1943 Achelous-class repair ship

USS Adonis (ARL-4) was one of 39 Achelous-class landing craft repair ships built for the United States Navy during World War II. Named for Adonis (a handsome youth in Greek mythology who was loved by Aphrodite), she was the only U.S. Naval vessel to bear the name.

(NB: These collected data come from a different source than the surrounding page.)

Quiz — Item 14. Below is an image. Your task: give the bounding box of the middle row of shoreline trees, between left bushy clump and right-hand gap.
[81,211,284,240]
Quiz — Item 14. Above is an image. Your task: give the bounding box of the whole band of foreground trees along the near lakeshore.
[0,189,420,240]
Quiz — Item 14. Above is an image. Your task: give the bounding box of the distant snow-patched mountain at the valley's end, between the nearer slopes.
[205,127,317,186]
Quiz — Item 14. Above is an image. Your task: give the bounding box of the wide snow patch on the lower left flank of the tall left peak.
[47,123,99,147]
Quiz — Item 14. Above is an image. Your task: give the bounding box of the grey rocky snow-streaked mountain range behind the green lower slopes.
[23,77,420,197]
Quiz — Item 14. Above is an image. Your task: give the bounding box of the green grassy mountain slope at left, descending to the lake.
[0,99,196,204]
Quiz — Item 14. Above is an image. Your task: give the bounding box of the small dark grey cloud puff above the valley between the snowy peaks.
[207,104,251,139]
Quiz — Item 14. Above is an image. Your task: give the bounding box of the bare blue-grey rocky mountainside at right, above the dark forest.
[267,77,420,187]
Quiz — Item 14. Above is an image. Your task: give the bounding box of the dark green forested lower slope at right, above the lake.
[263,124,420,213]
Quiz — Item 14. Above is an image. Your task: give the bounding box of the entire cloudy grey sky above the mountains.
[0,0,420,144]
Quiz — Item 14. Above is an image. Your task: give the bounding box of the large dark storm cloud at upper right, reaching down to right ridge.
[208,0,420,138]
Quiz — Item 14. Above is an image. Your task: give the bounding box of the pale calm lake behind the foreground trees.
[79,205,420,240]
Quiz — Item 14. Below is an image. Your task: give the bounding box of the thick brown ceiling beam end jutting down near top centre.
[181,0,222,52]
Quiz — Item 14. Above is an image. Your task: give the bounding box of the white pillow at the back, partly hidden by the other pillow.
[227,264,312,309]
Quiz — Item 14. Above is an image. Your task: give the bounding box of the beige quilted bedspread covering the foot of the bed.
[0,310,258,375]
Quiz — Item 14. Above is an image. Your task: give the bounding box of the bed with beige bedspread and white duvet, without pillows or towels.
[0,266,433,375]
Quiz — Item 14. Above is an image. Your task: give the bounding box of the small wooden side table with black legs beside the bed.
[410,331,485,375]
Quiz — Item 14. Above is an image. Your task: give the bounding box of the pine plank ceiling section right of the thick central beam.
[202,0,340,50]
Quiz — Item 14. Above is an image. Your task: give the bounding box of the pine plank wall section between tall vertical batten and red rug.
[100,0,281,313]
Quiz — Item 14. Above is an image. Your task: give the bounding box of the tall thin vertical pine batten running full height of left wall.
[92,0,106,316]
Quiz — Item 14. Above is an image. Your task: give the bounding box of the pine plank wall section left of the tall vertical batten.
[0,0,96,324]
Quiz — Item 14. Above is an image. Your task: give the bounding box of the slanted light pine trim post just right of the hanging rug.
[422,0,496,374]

Originally laid down as LST-83 at Jeffersonville, Indiana on 31 March 1943 by the Jeffersonville Boat & Machine Company; launched on 14 June 1943; sponsored by Mrs. Frank R. Akhurst; commissioned on 6 August 1943 at Algiers, Louisiana for transportation to Baltimore, Maryland; decommissioned on 21 August 1943 for conversion by the Bethlehem Steel Company for service as a landing craft repair ship; redesignated ARL-4 on 26 August 1943 and simultaneously named Adonis; and placed in commission on 12 November 1943.

==Service history==
The new landing craft repair ship soon sailed to Norfolk, Virginia for shakedown training and carried out exercises in Chesapeake Bay. She then made a cruise to New York City and finally ended her training period at Boston, Massachusetts on the last day of the year. Adonis departed Boston on 3 January 1944 with a convoy bound for Halifax, Nova Scotia. The ships arrived in Halifax on the 6th and put out to sea again on 14 January beginning a transatlantic voyage to Great Britain.

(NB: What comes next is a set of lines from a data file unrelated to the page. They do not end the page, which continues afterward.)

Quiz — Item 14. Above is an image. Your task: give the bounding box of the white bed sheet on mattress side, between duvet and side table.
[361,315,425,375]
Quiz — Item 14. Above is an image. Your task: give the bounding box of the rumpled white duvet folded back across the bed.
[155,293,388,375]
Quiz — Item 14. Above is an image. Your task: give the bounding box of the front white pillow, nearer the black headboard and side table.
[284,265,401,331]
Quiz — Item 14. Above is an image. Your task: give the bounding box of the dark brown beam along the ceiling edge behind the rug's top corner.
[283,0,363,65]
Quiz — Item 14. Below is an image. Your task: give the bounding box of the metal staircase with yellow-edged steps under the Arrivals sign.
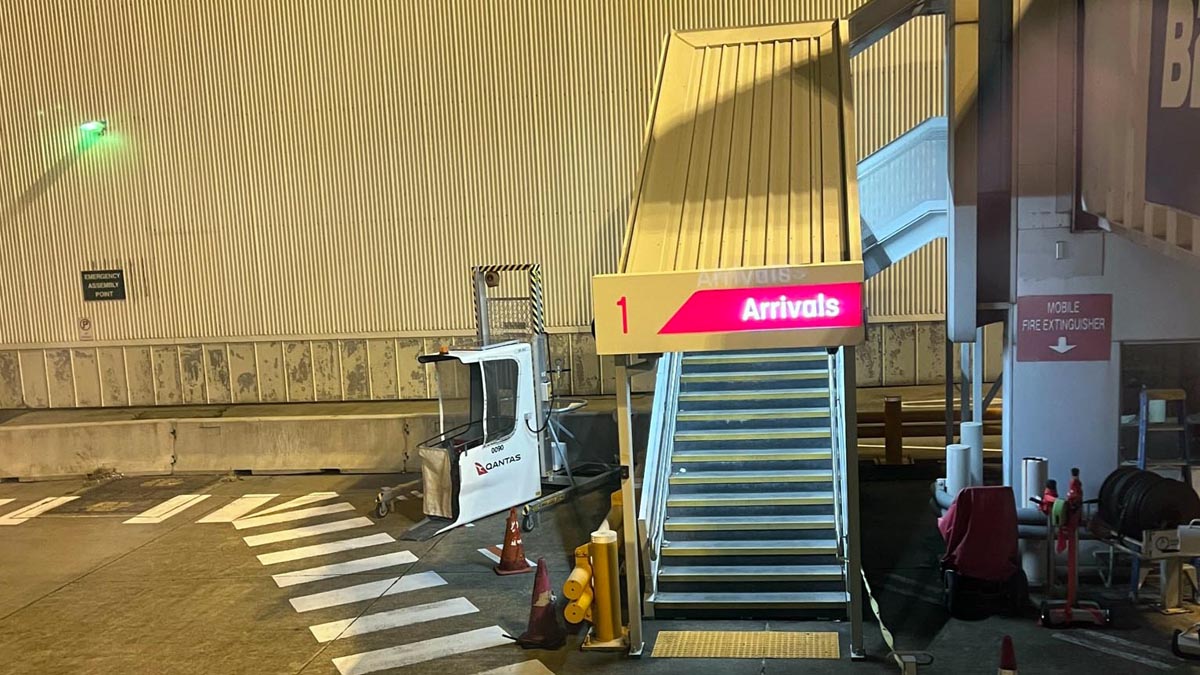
[647,350,850,616]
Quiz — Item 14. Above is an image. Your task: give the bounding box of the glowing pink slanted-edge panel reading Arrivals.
[659,282,863,335]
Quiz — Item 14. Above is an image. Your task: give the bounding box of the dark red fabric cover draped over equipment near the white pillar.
[937,485,1020,581]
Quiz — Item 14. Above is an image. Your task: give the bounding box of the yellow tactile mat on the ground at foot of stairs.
[653,631,841,658]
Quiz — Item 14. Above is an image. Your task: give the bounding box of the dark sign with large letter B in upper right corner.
[1146,0,1200,215]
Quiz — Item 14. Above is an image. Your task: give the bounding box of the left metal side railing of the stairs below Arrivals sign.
[637,352,683,597]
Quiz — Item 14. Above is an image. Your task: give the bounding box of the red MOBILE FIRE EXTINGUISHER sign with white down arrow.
[1016,294,1112,362]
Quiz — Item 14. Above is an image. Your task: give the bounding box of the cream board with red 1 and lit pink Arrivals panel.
[593,263,864,354]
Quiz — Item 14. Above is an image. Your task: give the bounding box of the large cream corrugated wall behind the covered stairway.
[0,0,942,345]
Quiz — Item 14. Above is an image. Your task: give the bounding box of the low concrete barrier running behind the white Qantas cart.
[0,413,648,480]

The convoy reached Milford Haven, Wales on 31 January. Two days later, Adonis got under way for Devonport, England. She dropped anchor there on 5 February and commenced providing repair services to fleet units. She remained at Devonport until 26 May, and then moved to Portland Harbour. However, only a few days later, she was ordered to proceed to the assault area off the Normandy beachhead in France. Adonis got under way for her trip across the English Channel on 7 June, the day after "D-Day." She arrived off "Omaha Beach" on the 8th and began providing repair services to damaged amphibious vessels. Rough seas made the work difficult, and the repair ship frequently changed her anchorage to avoid shellfire from enemy shore batteries. On 1 August, she cleared the area and headed back to Falmouth for repairs.

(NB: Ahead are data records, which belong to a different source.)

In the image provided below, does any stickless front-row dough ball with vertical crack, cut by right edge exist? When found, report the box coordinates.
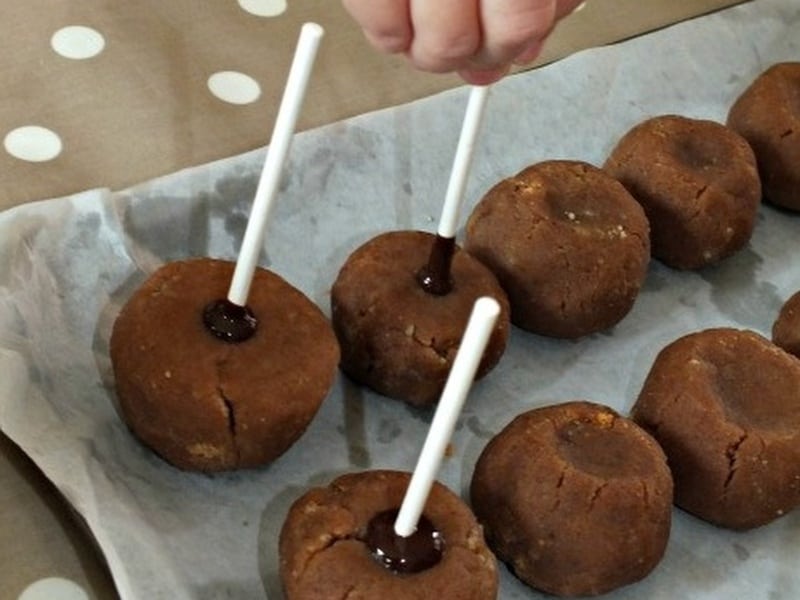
[632,328,800,529]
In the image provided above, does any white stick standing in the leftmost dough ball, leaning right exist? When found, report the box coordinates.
[228,23,324,306]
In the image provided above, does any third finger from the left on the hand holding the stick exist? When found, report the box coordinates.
[475,0,557,66]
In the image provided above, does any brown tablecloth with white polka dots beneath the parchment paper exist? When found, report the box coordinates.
[0,0,757,600]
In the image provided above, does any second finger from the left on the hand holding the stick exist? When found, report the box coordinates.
[409,0,481,73]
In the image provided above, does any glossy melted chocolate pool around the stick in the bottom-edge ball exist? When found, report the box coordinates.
[364,509,444,573]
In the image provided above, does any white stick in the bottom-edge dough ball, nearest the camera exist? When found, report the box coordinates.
[394,296,500,537]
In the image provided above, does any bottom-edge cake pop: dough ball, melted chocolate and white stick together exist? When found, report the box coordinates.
[280,297,500,600]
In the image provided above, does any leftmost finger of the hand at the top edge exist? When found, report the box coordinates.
[342,0,414,53]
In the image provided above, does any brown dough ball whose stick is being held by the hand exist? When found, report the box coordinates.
[331,231,510,406]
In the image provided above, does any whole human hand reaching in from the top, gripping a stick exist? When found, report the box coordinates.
[342,0,582,85]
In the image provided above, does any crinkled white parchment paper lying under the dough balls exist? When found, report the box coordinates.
[0,0,800,600]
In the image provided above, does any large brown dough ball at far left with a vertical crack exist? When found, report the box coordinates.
[110,258,339,471]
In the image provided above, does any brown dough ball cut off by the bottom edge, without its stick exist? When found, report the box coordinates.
[279,471,498,600]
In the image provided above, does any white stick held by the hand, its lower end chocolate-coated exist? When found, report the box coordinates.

The ship returned to the French coast on 25 August, anchored off "Utah Beach," and resumed her repair work. On 1 November, she sailed to Cherbourg, France to pick up stores and equipment and returned to the waters off "Omaha Beach" on the 4th. She remained there for 10 days and was then ordered back to England. Adonis reached Devonport on 15 November, resumed her maintenance work, and remained at that port through 5 May 1945. After a pause at Belfast, Northern Ireland, the ship began her voyage back to the United States and reached her home port, Norfolk, on 31 May. Upon her arrival, the vessel was overhauled and then conducted sea trials and exercises in the Chesapeake Bay. The repair ship made a run to Davisville, Rhode Island on 22 July to take on a load of pontoons and sailed for the Pacific two days later. She transited the Panama Canal on 4 August and, while en route to San Diego received word of the Japanese surrender. After reaching San Diego on the 17th, she unloaded the pontoons at Port Hueneme, California on the 27th, and got under way for Hawaii.

Upon her arrival at Pearl Harbor on 6 September, Adonis set to work converting LSMs and LCIs into troop carriers which could be used to help return military personnel to the United States. She remained in Hawaiian waters through 25 October, when the ship shaped a course for Guam where she operated until early December. She got under way for China on the 3rd, and reached Shanghai on the 12th, remaining there into early 1946. Upon leaving Shanghai on 14 March 1946 Adonis visited the Chinese ports of Taku, Chinwangtao, Hulutao, and Qingdao. She departed the latter city on 25 April and set a course for the west coast of the United States. The ship reached Astoria, Oregon on 18 May and, shortly thereafter, began preparations for her deactivation. Adonis was decommissioned on 11 October 1946 and was assigned to the Columbia River Group, Pacific Reserve Fleet, Portland. The ship remained inactive there until her name was struck from the Naval Vessel Register on 1 January 1960. She was sold to Mr. Virgil Gene Thomas of California on 14 October 1960.

==Awards==
Adonis won one battle star for her World War II service.